Nestle’s U.S. CEO Steve Presley, meanwhile, said his company has guaranteed three-months pay for workers at impacted facilities and may slow product rollouts as grocers prioritize keeping shelves stocked. Companies have been reaching out to others that furloughed staff, as manufacturers hire and retrain restaurant employees. Papa John’s said it is hiring 20,000 employees in the near term, and Fresh Market is hiring 1,600 workers and reaching out to others. The industry has pulled together, and some companies have been creative in ways to pay and keep workers employed.

Meanwhile, stores and manufacturers took precautions to protect their workforce and customers. Who would have thought a few months ago that shopping in a supermarket could be seen as dangerous? Albertsons, Stop & Shop, Walmart, Publix, Kroger and many others put up plexiglass barriers at checkout counters. Kroger added partitions at its pharmacy and in-store Starbucks locations. Many retailers, including Costco, are also limiting the number of shoppers permitted through their doors at any one time, with monitors managing lines at six-foot intervals. Perdue Farms said it was installing partitions to separate workers. And Tyson Foods announced infrared body temperature scans to detect fevers. Will workers on assembly lines be separated by partitions or space in the future? Will restaurants have fewer chairs? A new normal could be very different than life BC.

Customers and Charity

While companies struggled, big and small players stepped up with donations as demand grew. Private equity firm KKR & Co. set up a $50 million fund for healthcare workers, the poor, small businesses and their employees. Starbucks set aside $10 million for its workers. Target said it was donating 2 million KN95 respirator masks to healthcare providers. Meanwhile, Coca Cola approved $13.5 million in grants in North America, largely for food distribution, on top of smaller grants. PepsiCo pledged $45 million in global relief for areas affected by coronavirus, including $15.8 million in North America. Danone North American announced $1.5 million being donated to food banks and food rescue groups, among others. Amid rising coconut water sales, Vita Coco said it is donating $1 million to Feeding America and No Kid Hungry, according to Food Dive.

Shopping hasn’t been, and may never be, the same, as stores got creative in protecting at-risk populations and first responders.
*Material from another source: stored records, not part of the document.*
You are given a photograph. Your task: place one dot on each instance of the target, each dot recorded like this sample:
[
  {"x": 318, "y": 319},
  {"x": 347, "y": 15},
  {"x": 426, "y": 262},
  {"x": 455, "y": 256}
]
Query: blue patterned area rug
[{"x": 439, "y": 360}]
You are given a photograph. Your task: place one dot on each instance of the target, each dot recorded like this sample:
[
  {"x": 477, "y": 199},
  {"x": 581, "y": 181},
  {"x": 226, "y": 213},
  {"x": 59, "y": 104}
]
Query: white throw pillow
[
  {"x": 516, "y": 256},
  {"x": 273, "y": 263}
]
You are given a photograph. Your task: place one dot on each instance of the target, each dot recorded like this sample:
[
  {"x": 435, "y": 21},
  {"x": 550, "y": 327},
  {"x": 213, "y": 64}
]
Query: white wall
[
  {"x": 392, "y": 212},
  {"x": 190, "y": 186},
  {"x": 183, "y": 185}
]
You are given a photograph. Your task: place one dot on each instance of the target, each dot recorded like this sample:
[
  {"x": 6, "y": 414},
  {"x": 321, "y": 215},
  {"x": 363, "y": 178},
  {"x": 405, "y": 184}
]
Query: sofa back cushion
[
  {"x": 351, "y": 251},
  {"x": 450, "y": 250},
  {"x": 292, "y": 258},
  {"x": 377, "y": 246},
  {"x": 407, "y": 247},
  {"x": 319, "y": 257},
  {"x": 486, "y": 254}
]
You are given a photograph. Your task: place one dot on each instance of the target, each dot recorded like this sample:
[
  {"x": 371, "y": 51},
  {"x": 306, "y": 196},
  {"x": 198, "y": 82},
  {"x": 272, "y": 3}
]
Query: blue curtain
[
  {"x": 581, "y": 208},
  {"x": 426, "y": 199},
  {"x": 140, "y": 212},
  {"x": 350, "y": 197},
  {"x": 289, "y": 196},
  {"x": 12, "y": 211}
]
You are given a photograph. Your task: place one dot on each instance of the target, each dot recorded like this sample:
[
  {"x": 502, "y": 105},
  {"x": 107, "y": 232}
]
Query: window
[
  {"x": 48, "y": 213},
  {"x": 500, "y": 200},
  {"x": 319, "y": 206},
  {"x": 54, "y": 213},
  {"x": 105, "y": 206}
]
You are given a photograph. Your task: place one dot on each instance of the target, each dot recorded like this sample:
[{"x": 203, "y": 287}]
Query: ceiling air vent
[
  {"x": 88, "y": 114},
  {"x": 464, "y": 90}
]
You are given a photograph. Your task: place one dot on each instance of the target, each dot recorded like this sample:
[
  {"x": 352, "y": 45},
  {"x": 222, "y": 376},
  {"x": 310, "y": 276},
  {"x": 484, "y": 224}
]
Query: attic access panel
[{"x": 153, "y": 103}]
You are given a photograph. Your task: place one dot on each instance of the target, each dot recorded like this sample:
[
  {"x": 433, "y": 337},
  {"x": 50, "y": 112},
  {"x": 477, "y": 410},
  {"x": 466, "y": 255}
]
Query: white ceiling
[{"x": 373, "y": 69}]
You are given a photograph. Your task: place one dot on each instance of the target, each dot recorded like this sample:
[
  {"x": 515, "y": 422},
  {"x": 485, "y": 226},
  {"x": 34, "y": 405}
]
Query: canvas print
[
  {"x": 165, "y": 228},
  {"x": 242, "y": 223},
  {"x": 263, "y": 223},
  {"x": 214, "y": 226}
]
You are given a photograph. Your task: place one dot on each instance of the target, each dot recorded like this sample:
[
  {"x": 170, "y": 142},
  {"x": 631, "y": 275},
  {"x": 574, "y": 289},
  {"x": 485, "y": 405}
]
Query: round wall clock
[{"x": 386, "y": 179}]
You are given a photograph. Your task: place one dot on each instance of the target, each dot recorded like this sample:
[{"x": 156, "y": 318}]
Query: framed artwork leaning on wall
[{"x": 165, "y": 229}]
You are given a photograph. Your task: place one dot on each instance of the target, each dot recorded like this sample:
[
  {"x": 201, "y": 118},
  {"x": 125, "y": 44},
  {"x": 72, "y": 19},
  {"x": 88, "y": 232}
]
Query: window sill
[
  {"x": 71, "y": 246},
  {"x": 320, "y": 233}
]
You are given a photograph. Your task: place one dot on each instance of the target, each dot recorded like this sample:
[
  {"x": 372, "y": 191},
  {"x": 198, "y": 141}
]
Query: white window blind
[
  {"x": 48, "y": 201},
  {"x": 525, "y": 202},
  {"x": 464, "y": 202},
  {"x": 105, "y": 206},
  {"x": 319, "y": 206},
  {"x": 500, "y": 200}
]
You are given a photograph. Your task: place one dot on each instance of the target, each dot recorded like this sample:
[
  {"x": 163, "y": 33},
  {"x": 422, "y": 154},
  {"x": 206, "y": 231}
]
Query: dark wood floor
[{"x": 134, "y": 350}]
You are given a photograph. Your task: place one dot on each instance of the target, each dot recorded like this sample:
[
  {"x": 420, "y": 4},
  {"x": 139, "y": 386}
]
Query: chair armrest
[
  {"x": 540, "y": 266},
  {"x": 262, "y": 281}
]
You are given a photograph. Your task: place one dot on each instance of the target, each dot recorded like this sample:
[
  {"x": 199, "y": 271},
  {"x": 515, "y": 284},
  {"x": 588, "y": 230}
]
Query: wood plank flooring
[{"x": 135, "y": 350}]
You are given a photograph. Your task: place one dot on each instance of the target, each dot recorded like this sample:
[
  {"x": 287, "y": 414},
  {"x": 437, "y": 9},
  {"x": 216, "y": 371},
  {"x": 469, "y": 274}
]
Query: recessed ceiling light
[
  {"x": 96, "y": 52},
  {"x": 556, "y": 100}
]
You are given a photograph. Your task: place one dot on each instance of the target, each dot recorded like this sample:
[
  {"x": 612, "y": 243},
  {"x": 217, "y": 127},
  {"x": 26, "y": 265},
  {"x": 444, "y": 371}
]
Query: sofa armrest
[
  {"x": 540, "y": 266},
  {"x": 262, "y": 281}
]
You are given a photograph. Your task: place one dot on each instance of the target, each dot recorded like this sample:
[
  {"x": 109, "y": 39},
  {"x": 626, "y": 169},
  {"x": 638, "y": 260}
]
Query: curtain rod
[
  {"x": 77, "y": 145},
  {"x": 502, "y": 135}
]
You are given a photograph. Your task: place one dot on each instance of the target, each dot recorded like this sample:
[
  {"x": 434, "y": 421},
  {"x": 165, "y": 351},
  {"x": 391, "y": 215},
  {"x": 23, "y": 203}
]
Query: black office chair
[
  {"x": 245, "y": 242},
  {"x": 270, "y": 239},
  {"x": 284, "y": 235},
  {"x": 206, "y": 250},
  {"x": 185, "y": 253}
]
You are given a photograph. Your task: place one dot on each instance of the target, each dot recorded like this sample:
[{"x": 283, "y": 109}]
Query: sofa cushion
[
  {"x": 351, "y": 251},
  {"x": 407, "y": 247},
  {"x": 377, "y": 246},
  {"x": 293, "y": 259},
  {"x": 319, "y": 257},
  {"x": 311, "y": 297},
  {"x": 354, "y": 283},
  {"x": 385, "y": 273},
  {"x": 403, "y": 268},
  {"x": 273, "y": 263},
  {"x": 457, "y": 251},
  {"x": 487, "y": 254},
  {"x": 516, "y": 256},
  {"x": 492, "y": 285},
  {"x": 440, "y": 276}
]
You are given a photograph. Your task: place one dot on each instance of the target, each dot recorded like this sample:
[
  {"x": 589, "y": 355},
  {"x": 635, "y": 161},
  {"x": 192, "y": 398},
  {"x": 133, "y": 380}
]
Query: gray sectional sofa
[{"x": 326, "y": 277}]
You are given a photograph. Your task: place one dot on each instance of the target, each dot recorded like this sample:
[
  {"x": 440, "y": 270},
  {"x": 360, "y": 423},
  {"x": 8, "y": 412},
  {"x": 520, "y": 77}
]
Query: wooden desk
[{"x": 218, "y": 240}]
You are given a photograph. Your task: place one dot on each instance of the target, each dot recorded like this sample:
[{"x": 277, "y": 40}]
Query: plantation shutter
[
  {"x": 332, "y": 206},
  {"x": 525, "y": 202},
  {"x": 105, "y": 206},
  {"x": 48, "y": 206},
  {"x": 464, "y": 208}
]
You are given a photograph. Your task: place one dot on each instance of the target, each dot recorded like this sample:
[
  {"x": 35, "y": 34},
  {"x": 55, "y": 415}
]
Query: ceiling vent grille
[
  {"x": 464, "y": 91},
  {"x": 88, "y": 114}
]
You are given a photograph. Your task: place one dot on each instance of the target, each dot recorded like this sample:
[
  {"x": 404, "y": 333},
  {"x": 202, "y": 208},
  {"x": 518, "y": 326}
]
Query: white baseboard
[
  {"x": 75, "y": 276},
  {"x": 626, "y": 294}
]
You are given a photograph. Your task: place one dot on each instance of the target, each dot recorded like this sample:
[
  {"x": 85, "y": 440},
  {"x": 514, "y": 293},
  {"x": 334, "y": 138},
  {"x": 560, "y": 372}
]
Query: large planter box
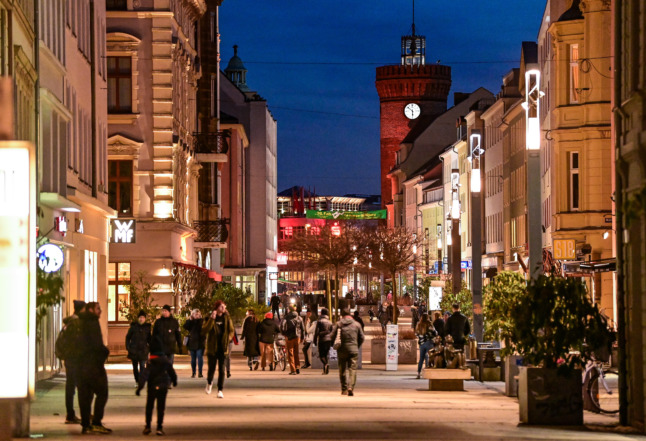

Stop and Shop is offering special shopping hours to customers 60 and older, while Save Mart Cos. created special hours for first responders at its 205 stores. Walmart, Kroger, Hy-Vee and other supermarkets debuted one-way aisles and limited customers. BJ’s Wholesale Club is limiting shoppers and permitting households to send only one person at a time. The United Food and Commercial Workers International Union wanted grocery store workers to be designated “extended first responders,” so they could be tested sooner and get more protective equipment, although that didn’t happen.

Problems have persisted as a group representing Instacart gig workers said they would refuse orders until the service provider gives them hazard pay, safety gear, extended paid leave and a 10 percent default tip. Amazon has faced discontent from some workers, even as it hired thousands more. The Food Industry Association asked the federal government to supply grocery store workers with masks. That didn’t happen.

While Wuhan, China, where the crisis started, began lifting its lockdown on April 8, the United States is still ramping up. An army of food and beverage workers and companies remain part of the force fighting the coronavirus war.

The F&B industry’s response may be one of the biggest stories of any industry in history – with many successes alongside struggles and sorrow. When the country looks back, this will be seen as a time of tribulation, but also of innovation. Necessity is still the mother of invention. And as the crisis continues, expect more change before we settle into a new, but likely very different, normal.